Il offre une récompense de 5 000 $

Victime de vandalisme

Un résidant de la rue de la Calèche, à Saint-Basile-le-Grand, a été victime à maintes reprises de méfaits et de vandalisme sur sa propriété durant la saison estivale, le tout culminant en un incendie qui a détruit son cabanon extérieur en août dernier. Roger Boucher offre maintenant une récompense de 5 000 $ à quiconque apportera à l’enquête policière des indices qui mèneront à l’arrestation et la condamnation du ou des suspects.

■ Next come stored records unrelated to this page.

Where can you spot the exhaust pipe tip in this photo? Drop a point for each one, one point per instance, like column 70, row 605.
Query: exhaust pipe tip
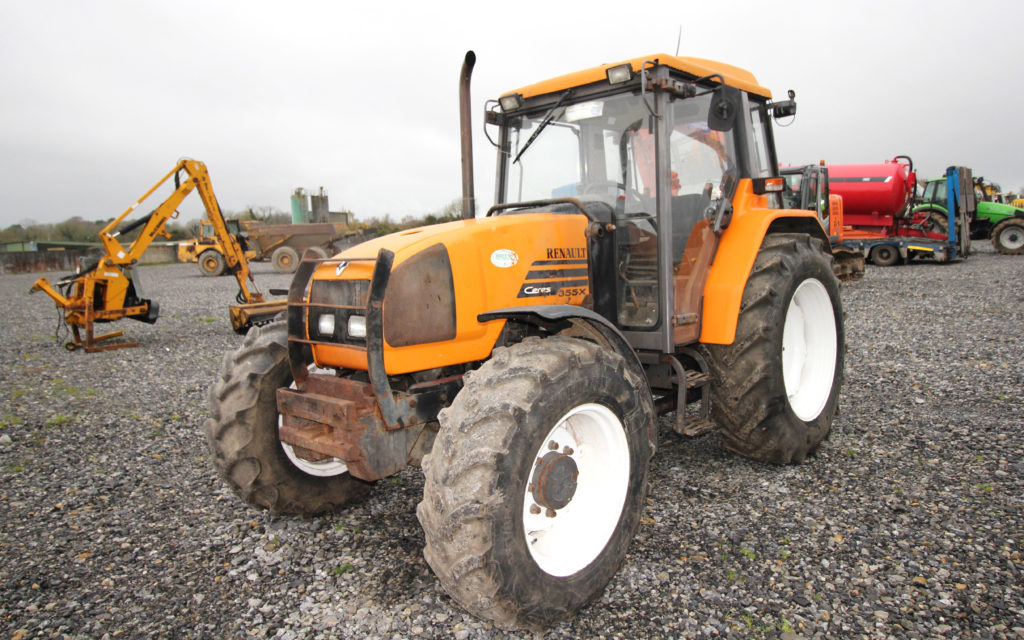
column 466, row 136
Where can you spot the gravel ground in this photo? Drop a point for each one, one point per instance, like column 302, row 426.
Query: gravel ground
column 908, row 522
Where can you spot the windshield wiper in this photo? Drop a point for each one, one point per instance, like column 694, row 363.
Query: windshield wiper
column 544, row 123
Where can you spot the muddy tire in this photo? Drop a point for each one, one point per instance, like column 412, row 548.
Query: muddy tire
column 285, row 259
column 242, row 434
column 1008, row 237
column 775, row 388
column 493, row 479
column 211, row 263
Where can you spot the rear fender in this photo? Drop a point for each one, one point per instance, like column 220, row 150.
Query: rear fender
column 738, row 247
column 570, row 318
column 580, row 322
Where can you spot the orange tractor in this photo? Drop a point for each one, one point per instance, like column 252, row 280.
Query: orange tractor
column 638, row 262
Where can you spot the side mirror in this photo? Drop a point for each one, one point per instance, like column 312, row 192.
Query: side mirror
column 724, row 107
column 785, row 108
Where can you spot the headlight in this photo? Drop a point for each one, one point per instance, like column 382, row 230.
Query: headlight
column 325, row 325
column 356, row 326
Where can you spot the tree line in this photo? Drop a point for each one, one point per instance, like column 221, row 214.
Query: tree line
column 81, row 230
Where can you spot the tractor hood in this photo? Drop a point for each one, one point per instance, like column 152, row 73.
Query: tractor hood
column 423, row 289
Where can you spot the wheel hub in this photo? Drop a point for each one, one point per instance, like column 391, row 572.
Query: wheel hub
column 554, row 480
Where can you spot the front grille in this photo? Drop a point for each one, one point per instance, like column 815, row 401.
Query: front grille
column 341, row 298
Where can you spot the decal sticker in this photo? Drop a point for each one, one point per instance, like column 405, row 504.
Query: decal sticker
column 504, row 258
column 565, row 288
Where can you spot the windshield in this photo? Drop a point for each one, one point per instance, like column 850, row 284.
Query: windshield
column 602, row 152
column 586, row 151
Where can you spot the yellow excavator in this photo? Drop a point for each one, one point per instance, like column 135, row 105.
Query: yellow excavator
column 109, row 290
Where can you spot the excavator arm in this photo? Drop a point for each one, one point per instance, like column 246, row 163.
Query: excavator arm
column 101, row 294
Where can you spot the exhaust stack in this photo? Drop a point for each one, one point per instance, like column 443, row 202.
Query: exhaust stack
column 465, row 129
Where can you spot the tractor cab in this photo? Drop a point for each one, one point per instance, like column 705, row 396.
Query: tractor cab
column 651, row 153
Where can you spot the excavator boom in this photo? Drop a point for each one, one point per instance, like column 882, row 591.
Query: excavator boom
column 109, row 290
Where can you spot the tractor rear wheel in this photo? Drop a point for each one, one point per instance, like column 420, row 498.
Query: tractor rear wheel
column 211, row 262
column 285, row 259
column 537, row 479
column 1008, row 237
column 885, row 255
column 243, row 437
column 775, row 388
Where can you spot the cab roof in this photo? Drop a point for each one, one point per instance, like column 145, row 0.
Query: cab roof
column 698, row 68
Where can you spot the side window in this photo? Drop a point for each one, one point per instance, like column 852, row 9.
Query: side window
column 762, row 165
column 812, row 193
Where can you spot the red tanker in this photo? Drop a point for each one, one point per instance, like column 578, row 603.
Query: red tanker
column 880, row 217
column 873, row 195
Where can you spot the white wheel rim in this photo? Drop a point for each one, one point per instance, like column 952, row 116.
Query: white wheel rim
column 1012, row 238
column 571, row 540
column 325, row 468
column 809, row 348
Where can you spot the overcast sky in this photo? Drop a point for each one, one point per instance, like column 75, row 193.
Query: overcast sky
column 101, row 98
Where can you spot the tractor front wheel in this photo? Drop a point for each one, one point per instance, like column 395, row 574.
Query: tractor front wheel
column 775, row 388
column 537, row 479
column 243, row 436
column 1008, row 237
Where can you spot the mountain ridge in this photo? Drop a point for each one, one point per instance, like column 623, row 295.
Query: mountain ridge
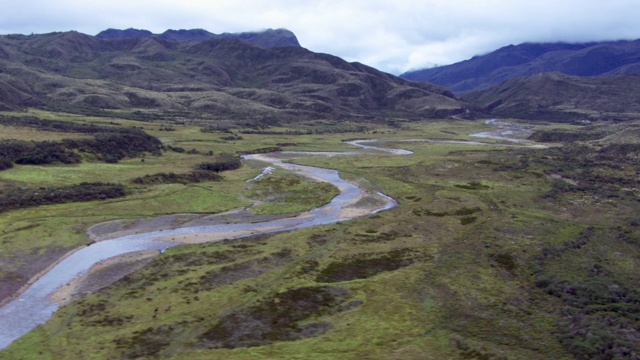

Roger Boucher a été victime de vandalisme pendant trois semaines au cours de l’été, passant d’une voiture égratignée, à des fleurs et des meubles de jardin lancés dans la piscine. La dernière infraction a été signalée le 27 août, lorsqu’un incendie s’est amorcé dans son cabanon extérieur. Le feu s’est propagé et a atteint une partie de la résidence. « Je suis retraité. Je ne me connais pas d’ennemi connu. Je n’ai pas d’argent à jeter par les fenêtres, mais je ne suis pas le genre de personne à laisser courir les pourris dans la rue sans rien faire. Je veux éviter que ça se reproduise ailleurs dans le quartier », mentionne Roger Boucher, un ancien policier de Montréal, que le journal a rencontré.

L’homme quitte son domicile trois ou quatre jours par semaine pour se rendre à son chalet. C’est lors de ses absences que les dégâts sont survenus. Selon lui, les incidents précédents poussent à croire que l’incendie est un acte criminel.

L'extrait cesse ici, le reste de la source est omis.